# Bruce Robertson: scumbag English boss of Trago Mills declares Welsh-medium education as damaging



## editor (Jun 29, 2018)

What a total fucking cunt 









> The head of discount store Trago Mills has described Welsh language signage as “visual clutter”, criticised Welsh-medium education and advised people to embrace English.
> 
> In a letter that has enraged language activists, Bruce Robertson sent his comments to Welsh Language Commissioner Meri Huws in May.
> 
> ...


_
And here's just how big a piece of shit he is: 



			Robertson placed advertisements in the 1980s and 1990s calling for the castration of gay men. The United Kingdom Advertising Standards Authority ruled against Trago Mills and demanded the withdrawal of all advertisements in 1998.Trago still occasionally runs inflammatory copy within their ads, one entitled "For any cash strapped Moslems reading this…" appeared in the Falmouth Packet in 2009 to promote a book by senior UKIP official David Challice

With his son and successor, Bruce, Robertson supported Eurosceptic political parties, most recently the United Kingdom Independence Party (UKIP). Robertson famously threatened to refuse to stop using imperial measures in his stores, attributing UK metricisation to the European Union (Trago today sells goods in metric quantities, sometimes with imperial equivalents, in line with the law). He remains opposed to speculative immigration from Eastern Europeans. Robertson supports job-specific immigration, more liberally than some in UKIP. In January 2007, the Mid Devon Star noted his large Newton Abbot site employed around 30 Poles.

In September 2011, the company was fined £199,588 after admitting five breaches of the Environmental Protection Act. This followed the discovery of "several thousand tonnes" of dumped waste, including asbestos, at its Newton Abbot and Liskeard sites.[15] The fine was reduced to £65,000 in January 2012 after an Exeter Crown Court judge accepted that Trago Mills had paid nearly £500,000 in clean-up costs

In 2014, Trago Mills was featured on BBC's Fake Britain, after local trading standards discovered fake top-brand shampoo on sale in store. Trago management said that the product had been purchased from a reliable source and they had worked closely with local trading standards to ensure that the product was taken off sale once it had been identified as a fake.

Trago Mills - Wikipedia

Click to expand...

_


----------



## ddraig (Jun 29, 2018)

Saw this yesterday, the front and entitlement on him! 
That place is a monstrosity as well

Sadly you'll see many people saying that Welsh is forced on children and holds them back as well as being no value in comment sections etc


----------



## editor (Jun 29, 2018)

ddraig said:


> Saw this yesterday, the front and entitlement on him!
> That place is a monstrosity as well
> 
> Sadly you'll see many people saying that Welsh is forced on children and holds them back as well as being no value in comment sections etc


Yet the advantages for children learning two languages are very well documented.


----------



## Poi E (Jun 29, 2018)

Same sort of idiots in Scotland and Ireland, and Cornwall, too, I suspect. One nation to rule them all with one language. Relic of empire. End London Rule.


----------



## mwgdrwg (Jun 29, 2018)

It dud not affect mi in eni wê!


----------



## 8ball (Jun 29, 2018)

editor said:


> Yet the advantages for children learning two languages are very well documented.
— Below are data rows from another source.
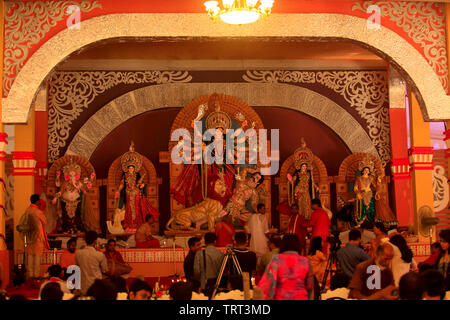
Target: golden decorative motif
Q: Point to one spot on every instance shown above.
(366, 91)
(72, 92)
(26, 23)
(424, 22)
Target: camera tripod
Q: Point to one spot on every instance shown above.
(229, 253)
(332, 260)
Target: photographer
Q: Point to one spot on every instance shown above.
(352, 254)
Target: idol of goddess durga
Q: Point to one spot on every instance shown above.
(197, 182)
(132, 192)
(301, 184)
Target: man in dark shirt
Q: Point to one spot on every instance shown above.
(195, 245)
(373, 279)
(246, 258)
(352, 254)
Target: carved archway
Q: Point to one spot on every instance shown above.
(347, 171)
(150, 98)
(320, 176)
(150, 179)
(93, 194)
(384, 42)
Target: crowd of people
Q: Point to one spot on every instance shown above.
(284, 267)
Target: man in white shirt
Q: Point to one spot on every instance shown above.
(91, 261)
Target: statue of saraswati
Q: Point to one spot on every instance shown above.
(301, 186)
(132, 192)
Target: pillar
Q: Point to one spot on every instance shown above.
(420, 157)
(24, 162)
(41, 140)
(401, 175)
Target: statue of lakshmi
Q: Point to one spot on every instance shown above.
(73, 206)
(132, 192)
(365, 187)
(301, 184)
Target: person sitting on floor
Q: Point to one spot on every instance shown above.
(144, 238)
(68, 256)
(55, 273)
(51, 291)
(180, 291)
(140, 290)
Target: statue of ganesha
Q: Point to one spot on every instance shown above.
(71, 199)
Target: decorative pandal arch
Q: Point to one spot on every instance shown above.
(347, 171)
(320, 175)
(93, 194)
(150, 179)
(230, 105)
(285, 27)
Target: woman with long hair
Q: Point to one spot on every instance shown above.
(318, 262)
(403, 261)
(289, 275)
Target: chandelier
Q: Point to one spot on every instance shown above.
(239, 11)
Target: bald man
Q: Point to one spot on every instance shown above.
(373, 279)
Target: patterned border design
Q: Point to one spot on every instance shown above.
(72, 92)
(26, 23)
(424, 22)
(366, 91)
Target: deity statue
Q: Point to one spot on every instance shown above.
(196, 182)
(365, 187)
(384, 213)
(245, 196)
(73, 206)
(132, 192)
(301, 184)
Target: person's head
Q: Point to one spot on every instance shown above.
(444, 240)
(384, 255)
(411, 286)
(180, 291)
(379, 228)
(149, 219)
(303, 167)
(400, 242)
(210, 238)
(55, 271)
(140, 290)
(91, 237)
(274, 242)
(316, 245)
(315, 204)
(435, 248)
(120, 283)
(72, 245)
(240, 239)
(257, 178)
(111, 245)
(365, 171)
(294, 208)
(34, 199)
(290, 242)
(434, 284)
(194, 244)
(261, 208)
(52, 291)
(102, 290)
(354, 236)
(339, 280)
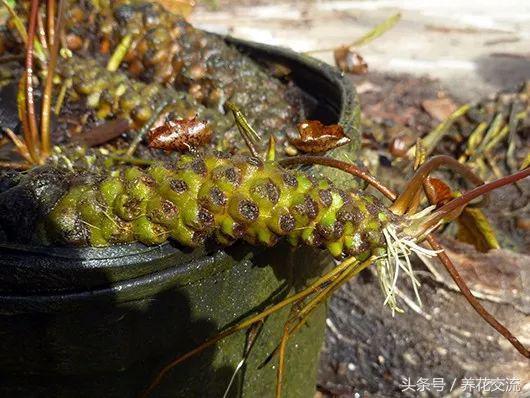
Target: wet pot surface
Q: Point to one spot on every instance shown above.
(102, 322)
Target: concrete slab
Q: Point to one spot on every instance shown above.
(475, 47)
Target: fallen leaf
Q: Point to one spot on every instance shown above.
(315, 137)
(473, 225)
(440, 108)
(437, 191)
(349, 61)
(474, 228)
(500, 274)
(180, 135)
(103, 133)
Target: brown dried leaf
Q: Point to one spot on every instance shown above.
(474, 228)
(440, 108)
(315, 137)
(180, 135)
(500, 273)
(350, 61)
(103, 133)
(437, 191)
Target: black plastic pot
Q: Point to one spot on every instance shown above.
(102, 322)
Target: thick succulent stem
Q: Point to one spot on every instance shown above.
(228, 199)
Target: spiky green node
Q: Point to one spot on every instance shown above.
(214, 196)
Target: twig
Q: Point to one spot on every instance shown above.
(47, 94)
(33, 144)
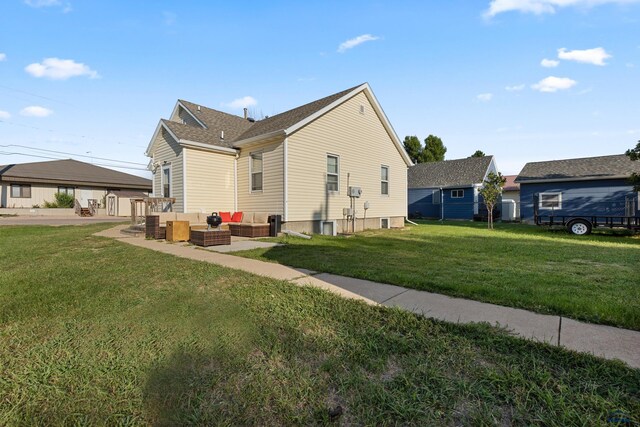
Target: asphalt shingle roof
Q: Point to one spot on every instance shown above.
(238, 128)
(289, 118)
(603, 167)
(449, 173)
(217, 121)
(197, 134)
(72, 172)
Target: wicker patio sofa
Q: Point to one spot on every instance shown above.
(155, 225)
(253, 224)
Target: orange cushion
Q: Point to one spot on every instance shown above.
(237, 217)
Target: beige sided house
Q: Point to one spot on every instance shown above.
(28, 185)
(298, 164)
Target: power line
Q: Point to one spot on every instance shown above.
(67, 133)
(6, 153)
(72, 154)
(36, 95)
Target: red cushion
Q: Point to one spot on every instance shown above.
(237, 217)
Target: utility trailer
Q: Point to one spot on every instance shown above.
(584, 224)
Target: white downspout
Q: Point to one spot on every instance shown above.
(285, 211)
(441, 205)
(235, 183)
(184, 180)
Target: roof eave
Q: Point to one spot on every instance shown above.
(208, 147)
(259, 138)
(180, 104)
(543, 180)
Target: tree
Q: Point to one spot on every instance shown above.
(634, 154)
(434, 149)
(490, 192)
(413, 147)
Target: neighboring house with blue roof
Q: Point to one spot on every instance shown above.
(593, 186)
(448, 189)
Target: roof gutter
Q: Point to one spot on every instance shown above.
(208, 147)
(258, 138)
(591, 178)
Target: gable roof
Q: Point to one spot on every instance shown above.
(584, 169)
(449, 173)
(72, 172)
(289, 118)
(239, 131)
(217, 121)
(181, 131)
(510, 184)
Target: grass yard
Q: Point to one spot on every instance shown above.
(94, 331)
(593, 278)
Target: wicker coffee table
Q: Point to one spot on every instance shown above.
(204, 237)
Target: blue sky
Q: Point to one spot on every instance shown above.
(524, 80)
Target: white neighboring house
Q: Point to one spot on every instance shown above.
(29, 185)
(298, 164)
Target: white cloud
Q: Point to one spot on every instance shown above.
(514, 88)
(351, 43)
(554, 84)
(60, 69)
(36, 111)
(539, 7)
(244, 102)
(595, 56)
(42, 3)
(169, 18)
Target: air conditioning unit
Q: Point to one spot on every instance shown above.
(355, 191)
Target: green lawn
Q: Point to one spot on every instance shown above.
(593, 278)
(94, 331)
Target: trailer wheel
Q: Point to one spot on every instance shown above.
(579, 227)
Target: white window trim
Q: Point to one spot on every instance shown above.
(457, 197)
(251, 190)
(327, 173)
(334, 227)
(20, 187)
(559, 194)
(387, 180)
(166, 167)
(436, 200)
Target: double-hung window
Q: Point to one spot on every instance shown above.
(333, 172)
(256, 171)
(384, 180)
(20, 191)
(550, 201)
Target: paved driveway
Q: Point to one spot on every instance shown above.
(57, 220)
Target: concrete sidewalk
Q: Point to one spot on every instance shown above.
(600, 340)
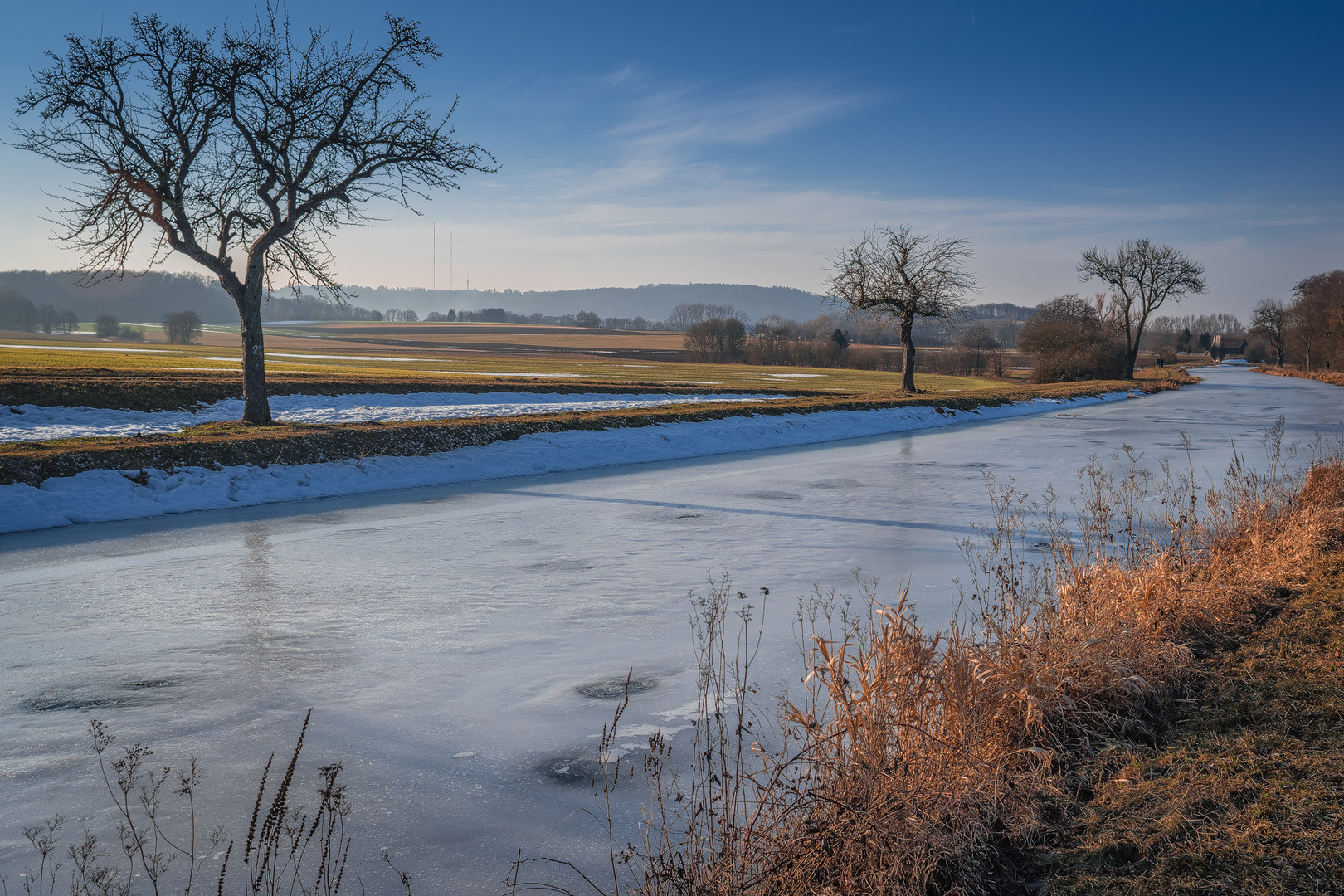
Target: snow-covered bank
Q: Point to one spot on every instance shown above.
(37, 423)
(99, 496)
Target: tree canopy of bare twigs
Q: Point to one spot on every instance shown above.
(1273, 320)
(1142, 277)
(903, 275)
(242, 149)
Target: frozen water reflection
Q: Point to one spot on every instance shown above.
(460, 644)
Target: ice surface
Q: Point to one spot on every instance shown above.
(435, 622)
(34, 422)
(101, 496)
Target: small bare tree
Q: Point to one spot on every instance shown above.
(182, 327)
(902, 275)
(242, 151)
(1273, 320)
(1142, 277)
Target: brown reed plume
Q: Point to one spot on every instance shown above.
(906, 761)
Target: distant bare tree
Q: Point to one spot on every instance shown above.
(47, 317)
(717, 342)
(106, 327)
(689, 314)
(182, 327)
(902, 275)
(1319, 316)
(1273, 320)
(1142, 277)
(244, 151)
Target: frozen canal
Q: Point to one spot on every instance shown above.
(446, 635)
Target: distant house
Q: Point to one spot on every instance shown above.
(1220, 349)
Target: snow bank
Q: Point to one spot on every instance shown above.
(37, 423)
(100, 496)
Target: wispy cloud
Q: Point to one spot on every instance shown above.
(695, 116)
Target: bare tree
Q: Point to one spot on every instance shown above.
(1319, 316)
(182, 327)
(1273, 320)
(902, 275)
(1142, 277)
(715, 342)
(242, 151)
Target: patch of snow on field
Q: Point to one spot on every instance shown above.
(35, 423)
(99, 496)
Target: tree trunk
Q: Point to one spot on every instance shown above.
(908, 351)
(1131, 359)
(256, 405)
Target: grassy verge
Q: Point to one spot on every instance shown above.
(233, 444)
(1320, 377)
(918, 763)
(1246, 794)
Hmm, yeah.  I never knew anyone who went to a Welsh-medium school or spoke it at home who was deficient in English.

Could always meet him half-way and drop the English from the signs, I guess.


----------



## Poot (Jun 29, 2018)

It's a good job that he applies the same no-nonsense approach to clutter on his website:

Trago Mills | The South West's Original Discount Retailer

Otherwise we might think that he was just bigoted.


----------



## Grump (Jun 29, 2018)

A Welsh speaking colleague once told me that if there is not a Welsh word for something it is common to add 'io' at the end of the English word. I asked her what the Welsh for radio was and then had to explain I wasn't  taking the pissio.


----------



## J Ed (Jun 29, 2018)

Not got any connection to Wales or Welsh, but I've met a good number of impressive speakers of Spanish as a second language who are bilingual in Welsh and English. Often find that those who attack Welsh-medium education on the basis of it being 'less useful' than French or whatever, in another context aren't especially in favour of learning other languages either.


----------



## lizzieloo (Jun 29, 2018)

My family hate Trago Mills, you get dark looks if you even mention it, we're from Newton Abbot, my Auntie lives nearby. They/he swerved loads of planning law at the time it was built.

We went there when I was last visiting, vowed to spend no money, just wanted a look. I'm all for cheap stuff but peddling the shite they were to people is just low.


----------



## UnderAnOpenSky (Jun 29, 2018)

Grump said:


> A Welsh speaking colleague once told me that if there is not a Welsh word for something it is common to add 'io' at the end of the English word. I asked her what the Welsh for radio was and then had to explain I wasn't  taking the pissio.



My Welsh colleagues don't appear to bother even doing that and just use the English word. Although was suprised they just used the English "booking form", kind of assumed there would be a Welsh word for it.


----------



## Voley (Jun 29, 2018)

He wanted to put shoplifters in the stocks once. Think he even went as far as building some if memory serves. His rants on the weekly Trago advert in The Cornishman were always worth reading just to see how demented he was that week.


----------



## Idaho (Jun 29, 2018)

The man is insane. We used to get an advertising pamphlet regularly stuck through our door advertising trago. It always had a small "editorial" section containing his rants. Imagine a cross between farage and someone having a psychotic breakdown let loose without a sub editor. It was hard to even get offended most of the time as it was barely coherent.


----------



## ddraig (Jun 30, 2018)




----------



## Santino (Jun 30, 2018)

Just thrown away all my Iron Maiden albums because of this.


----------



## Steel Icarus (Jun 30, 2018)

Santino said:


> Just thrown away all my Iron Maiden albums because of this.


I'll never watch Withnail & I again.


----------



## mwgdrwg (Jul 19, 2018)

Chairman of your London Barbican Centre is a twat then:


----------



## 1927 (Jul 19, 2018)

mwgdrwg said:


> Chairman of your London Barbican Centre is a twat then:
> 
> 
> View attachment 141618


Yes! Is there a doubt?


----------



## 1927 (Jul 19, 2018)

Rememinds me of the time BBC Granstand went live to Stradey Park where Llanelli were playing Australia. The scoreboard showed “Awstralia”. Steve Rider in the studio says “ no marks for spelling!”. Twat.


----------



## ddraig (Jul 19, 2018)

this one actually apologised


----------



## editor (Jul 19, 2018)




----------



## editor (Jul 19, 2018)

Amen:


----------